Setting
The study includes 12 schools from a large, urban school district in the northwestern United States.
Study sample
This sample was drawn from 12 participating schools, six of which were assigned as treatment sites, five as control sites, and one that included both treatment and control students. During the first month of first grade, 22 teachers referred students they judged to be at risk for reading; in all, 99 first-graders met the criteria for participation, which included (1) parental consent, (2) not repeating first grade, and (3) scoring below the 25th percentile on the WRAT-R. Students at treatment sites were assigned to tutors based on schedules and availability. Of the 78 students completing all phases of the study, the authors chose 57 to be included in the analyses based on the comparability of their pretest scores. The authors selected students to analyze for two treatment groups and a control group by matching triads of students as closely as possible on a pretest composite score calculated by averaging the z-scores of all pretest scores. Both treatment groups received 30 minutes of tutoring, but one of the treatment groups spent 10 of the minutes in oral reading practice and the other did not. The WWC considers the two treatment groups to be variants of the Sound Partners intervention and so combines them into a single treatment group.
Intervention Group
In addition to regular classroom reading instruction, both intervention groups received supplementary individual tutoring using Sound Partners. Tutoring occurred for 30-minute sessions during the school day, four days a week, from October to May. One treatment group used Sound Partners phonics-based instruction for 15 to 20 minutes, followed by oral text reading practice in Bob Books® for the remaining 10 to 15 minutes.

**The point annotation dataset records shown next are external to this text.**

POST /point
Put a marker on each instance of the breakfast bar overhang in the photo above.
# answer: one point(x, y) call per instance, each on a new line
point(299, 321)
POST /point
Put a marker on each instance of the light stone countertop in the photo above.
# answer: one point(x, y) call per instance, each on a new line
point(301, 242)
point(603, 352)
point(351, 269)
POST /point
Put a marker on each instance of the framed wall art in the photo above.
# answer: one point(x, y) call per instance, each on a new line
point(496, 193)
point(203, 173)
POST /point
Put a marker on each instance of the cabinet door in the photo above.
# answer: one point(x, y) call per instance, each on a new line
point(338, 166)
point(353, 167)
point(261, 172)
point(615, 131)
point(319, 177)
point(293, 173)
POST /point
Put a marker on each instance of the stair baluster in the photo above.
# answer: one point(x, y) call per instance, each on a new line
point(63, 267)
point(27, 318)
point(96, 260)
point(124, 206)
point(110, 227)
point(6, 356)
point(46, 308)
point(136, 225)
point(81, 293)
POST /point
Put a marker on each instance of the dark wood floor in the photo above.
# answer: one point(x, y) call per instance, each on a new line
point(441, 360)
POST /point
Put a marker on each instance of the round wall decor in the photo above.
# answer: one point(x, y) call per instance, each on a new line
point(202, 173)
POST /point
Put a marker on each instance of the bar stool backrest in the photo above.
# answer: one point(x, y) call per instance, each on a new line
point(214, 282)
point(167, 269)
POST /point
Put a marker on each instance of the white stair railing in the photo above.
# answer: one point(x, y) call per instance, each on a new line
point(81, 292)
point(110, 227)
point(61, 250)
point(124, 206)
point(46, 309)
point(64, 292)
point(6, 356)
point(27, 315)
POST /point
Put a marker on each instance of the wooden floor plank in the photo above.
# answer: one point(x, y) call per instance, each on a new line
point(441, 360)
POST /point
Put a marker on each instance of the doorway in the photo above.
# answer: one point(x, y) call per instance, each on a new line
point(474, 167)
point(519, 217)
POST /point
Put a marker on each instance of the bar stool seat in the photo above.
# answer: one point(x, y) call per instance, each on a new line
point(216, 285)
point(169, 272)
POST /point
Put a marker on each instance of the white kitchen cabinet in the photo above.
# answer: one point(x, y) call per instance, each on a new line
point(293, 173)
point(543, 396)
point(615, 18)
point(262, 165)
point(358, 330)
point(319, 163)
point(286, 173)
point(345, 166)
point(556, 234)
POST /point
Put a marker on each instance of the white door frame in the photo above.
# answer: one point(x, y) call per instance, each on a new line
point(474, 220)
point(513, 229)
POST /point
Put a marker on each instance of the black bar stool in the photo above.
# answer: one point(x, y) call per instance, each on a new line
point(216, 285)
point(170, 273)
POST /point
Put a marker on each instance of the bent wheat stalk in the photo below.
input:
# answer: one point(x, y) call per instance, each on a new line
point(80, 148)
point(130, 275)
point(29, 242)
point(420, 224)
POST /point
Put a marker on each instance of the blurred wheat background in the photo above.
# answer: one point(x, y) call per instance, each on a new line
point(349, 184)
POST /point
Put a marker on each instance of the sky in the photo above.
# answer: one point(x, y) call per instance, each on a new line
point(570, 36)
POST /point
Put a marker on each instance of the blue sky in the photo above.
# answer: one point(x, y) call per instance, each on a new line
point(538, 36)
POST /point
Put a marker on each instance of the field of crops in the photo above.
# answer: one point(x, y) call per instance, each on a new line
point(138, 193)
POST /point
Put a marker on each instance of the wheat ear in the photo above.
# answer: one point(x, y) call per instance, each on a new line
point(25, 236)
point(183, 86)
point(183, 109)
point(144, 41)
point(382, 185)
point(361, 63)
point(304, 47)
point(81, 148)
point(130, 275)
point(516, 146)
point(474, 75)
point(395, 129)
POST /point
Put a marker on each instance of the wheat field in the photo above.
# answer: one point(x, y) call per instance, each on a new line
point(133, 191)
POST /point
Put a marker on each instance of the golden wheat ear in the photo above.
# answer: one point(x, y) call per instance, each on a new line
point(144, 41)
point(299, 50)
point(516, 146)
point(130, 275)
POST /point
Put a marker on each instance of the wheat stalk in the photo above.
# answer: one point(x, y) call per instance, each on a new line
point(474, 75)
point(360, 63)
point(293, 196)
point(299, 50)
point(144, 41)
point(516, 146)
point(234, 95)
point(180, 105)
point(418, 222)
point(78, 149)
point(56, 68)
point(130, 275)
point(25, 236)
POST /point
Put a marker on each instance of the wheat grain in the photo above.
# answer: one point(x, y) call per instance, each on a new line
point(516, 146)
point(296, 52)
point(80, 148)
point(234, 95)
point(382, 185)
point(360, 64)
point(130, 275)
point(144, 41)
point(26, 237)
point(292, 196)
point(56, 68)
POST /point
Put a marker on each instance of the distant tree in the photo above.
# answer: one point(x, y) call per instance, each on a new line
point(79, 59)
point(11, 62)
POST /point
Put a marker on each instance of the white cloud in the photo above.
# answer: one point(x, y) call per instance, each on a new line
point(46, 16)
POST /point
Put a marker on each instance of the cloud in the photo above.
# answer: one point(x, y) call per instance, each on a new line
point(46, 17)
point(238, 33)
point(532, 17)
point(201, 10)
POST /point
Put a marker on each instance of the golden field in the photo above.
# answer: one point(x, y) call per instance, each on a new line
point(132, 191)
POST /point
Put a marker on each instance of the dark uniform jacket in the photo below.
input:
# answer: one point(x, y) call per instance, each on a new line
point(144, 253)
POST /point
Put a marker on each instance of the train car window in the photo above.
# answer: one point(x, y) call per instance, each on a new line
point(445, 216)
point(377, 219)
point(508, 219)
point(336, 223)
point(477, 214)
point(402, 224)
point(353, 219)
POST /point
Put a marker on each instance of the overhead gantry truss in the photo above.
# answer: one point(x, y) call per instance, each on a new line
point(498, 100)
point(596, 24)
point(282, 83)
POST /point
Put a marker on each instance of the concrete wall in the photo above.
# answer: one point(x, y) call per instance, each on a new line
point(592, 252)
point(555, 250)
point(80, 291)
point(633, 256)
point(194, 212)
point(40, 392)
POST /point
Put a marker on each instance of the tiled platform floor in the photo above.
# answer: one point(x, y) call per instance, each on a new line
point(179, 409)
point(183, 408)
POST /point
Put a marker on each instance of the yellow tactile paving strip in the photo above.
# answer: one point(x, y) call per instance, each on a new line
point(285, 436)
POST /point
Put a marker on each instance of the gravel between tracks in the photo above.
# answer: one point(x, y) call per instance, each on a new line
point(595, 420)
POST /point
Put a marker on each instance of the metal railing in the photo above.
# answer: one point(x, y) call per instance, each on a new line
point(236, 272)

The other treatment group spent all 30 minutes using Sound Partners.
Comparison Group
The comparison students received regular classroom reading instruction only.
Outcome descriptions
Students were tested on a variety of measures, most of which are standardized tests. They included the WRAT-R Reading subtest; the WRMT-R/NU Word Attack, Word Identification, and Passage Comprehension subtests; the TOWRE Phonemic Decoding and Sight Word subtests; and a passage reading fluency test devised by the authors to measure the rate and accuracy at which students could read grade-appropriate texts. The authors also assessed spelling, but it is not included in this report because it is outside the scope of the Beginning Reading review protocol. For a more detailed description of the included outcome measures, see Appendices A2.1–A2.3.
Support for implementation
Nineteen paraprofessional tutors were hired and paid by the schools in which they worked. More than half of the tutors had at least one year of Sound Partners tutoring experience. Experienced tutors received about two hours of initial training, and new tutors received about four hours of training.